I spent most of last week in Mexico City. The main purpose for the trip was to participate in an "InnovatorsTour" with colleagues from IBM's technical community in Mexico and from our growing Hispanic technical community in the US.
We had a very good dialogue with faculty members and administrators from some of the top private and public universities in Mexico. We discussed the increasing focus on innovation, the growing need for technical talent and the kinds of jobs where we can expect higher demand in the future, as well as the various programs we have in IBM aimed at universities, faculty and students. The Innovators Tour also included meetings with groups of students in Mexico City, Guadalajara and Cuernavaca where we talked about some of our most exciting initiatives in IBM and tried to encourage them to pursue technical careers.
One of the most interesting meetings I had was a round table with leading bloggers in Mexico, where we had really good discussions on a variety of subjects. If you understand Spanish, you can read about our round table here, here and here. Joining me from IBM was Eugenio Godard Zapata, who is the executive director of our manufacturing and technology site in Guadalajara and who just started his own blog (in Spanish) last month, and Manuel Avalos Vega, who is an engineer at our Guadalajara site and leads our Technical Vitality Council in Mexico.
We talked about why IBM has embraced blogging this past year, encouraged our employees to participate in the "blogosphere,"and developed a "Blogging Policy and Guidelines" to help our people. In my opinion, blogging is one of the major next directions for the World Wide Web. So, just as we encouraged all our employees, customers and everyone else to get on the Web when the Internet started to take off in the marketplace some ten years ago, we are once more encouraging them all to be part of the evolution of the Web, of which blogging is a major part. The reason is very simple. Every business needs to be very much in tune with what is going on in the marketplace, not just as a passive observer, but if at all possible, as a participant. That's why back then, once it was clear that the Internet would be a very big force for business, we encouraged everyone to get on it so they could figure out, as early as possible, how best to leverage the Internet in whatever they do. While it may be too early to know the impact that blogging will have on business in general, it is certainly not too early to get involved and learn as much as possible through active participation.

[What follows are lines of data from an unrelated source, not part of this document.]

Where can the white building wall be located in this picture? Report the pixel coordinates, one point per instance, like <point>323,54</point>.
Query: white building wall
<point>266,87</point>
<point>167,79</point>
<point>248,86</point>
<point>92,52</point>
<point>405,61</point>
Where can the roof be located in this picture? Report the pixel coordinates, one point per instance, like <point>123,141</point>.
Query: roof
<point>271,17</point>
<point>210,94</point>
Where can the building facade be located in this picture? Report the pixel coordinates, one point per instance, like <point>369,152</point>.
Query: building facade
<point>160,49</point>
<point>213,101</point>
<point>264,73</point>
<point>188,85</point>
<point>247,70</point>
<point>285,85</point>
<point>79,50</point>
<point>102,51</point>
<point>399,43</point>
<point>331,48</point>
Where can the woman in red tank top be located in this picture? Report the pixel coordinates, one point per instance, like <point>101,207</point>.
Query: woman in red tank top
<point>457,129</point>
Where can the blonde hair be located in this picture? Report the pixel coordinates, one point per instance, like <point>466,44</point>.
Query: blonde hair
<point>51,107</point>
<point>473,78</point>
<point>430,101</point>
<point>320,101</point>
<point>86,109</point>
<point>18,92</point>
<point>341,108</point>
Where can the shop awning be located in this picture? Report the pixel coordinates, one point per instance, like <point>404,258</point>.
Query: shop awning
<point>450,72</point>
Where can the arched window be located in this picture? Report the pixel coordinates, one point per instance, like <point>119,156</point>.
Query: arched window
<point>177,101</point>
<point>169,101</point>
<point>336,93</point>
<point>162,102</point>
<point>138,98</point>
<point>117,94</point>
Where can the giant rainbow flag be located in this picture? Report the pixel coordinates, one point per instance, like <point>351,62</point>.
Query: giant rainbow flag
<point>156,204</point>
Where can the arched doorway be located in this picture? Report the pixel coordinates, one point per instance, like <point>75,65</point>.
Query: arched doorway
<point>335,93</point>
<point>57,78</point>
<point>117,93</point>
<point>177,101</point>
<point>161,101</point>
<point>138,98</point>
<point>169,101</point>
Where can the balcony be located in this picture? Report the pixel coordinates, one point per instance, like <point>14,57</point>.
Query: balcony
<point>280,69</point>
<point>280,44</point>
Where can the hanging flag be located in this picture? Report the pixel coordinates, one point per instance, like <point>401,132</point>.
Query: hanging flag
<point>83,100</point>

In addition to bloggers, our meeting included members of the "traditional" press, so there was quite a bit of discussion about the differences between blogs and traditional media. Blogs are not edited and fact-checked like newspapers, for example, and in that sense they should not be viewed as reliable sources of information. Anybody can say whatever they want to in their blogs - and many do. Blogs should be viewed as sources of opinion, not of objective information. But, in the end the biggest difference between blogs and traditional media is their highly interactive, community nature. The blogosphere includes an incredible diversity of opinions on every possible subject, and those subjects get extensively discussed and heatedly debated by whoever cares about them. Furthermore, it is the real-time interactivity that keeps blogs "honest", since people will very quickly point out any real or perceived mistakes in blogs.
Our round table went on for close to two hours, and we discussed a number of other subjects. It was not only a very good, enjoyable meeting, but I learned a lot as well.
The blogging discussions, like all my meetings in Mexico took place in Spanish. To me, it is a special treat to visit Mexico, Spain and other countries where I am able to conduct all my meetings and be immersed in my native tongue. I came from Cuba to the US in 1960 when I was 15 and 1/2, so I am fluent in Spanish although, having lived in an English world since then, my Spanish vocabulary is pretty rudimentary, especially when it comes to conducting any kind of serious discussion about business, technology or other subjects. But, my brain somehow engages, and after a while, Spanish words that I was not even aware I knew start flowing out of my mouth. And, after a few days of speaking and thinking in my native tongue, I even begin to notice changes in what I say and how I feel about the subjects I am talking about, as if using Spanish is somehow accessing parts of my brain not easily accessed in English.
With blogs, one can feel free to mix serious discussions of what went on in your meetings with personal observations, such as the enjoyment of conducting the meeting in one's native tongue. To me, it is a big part of the appeal of blogs.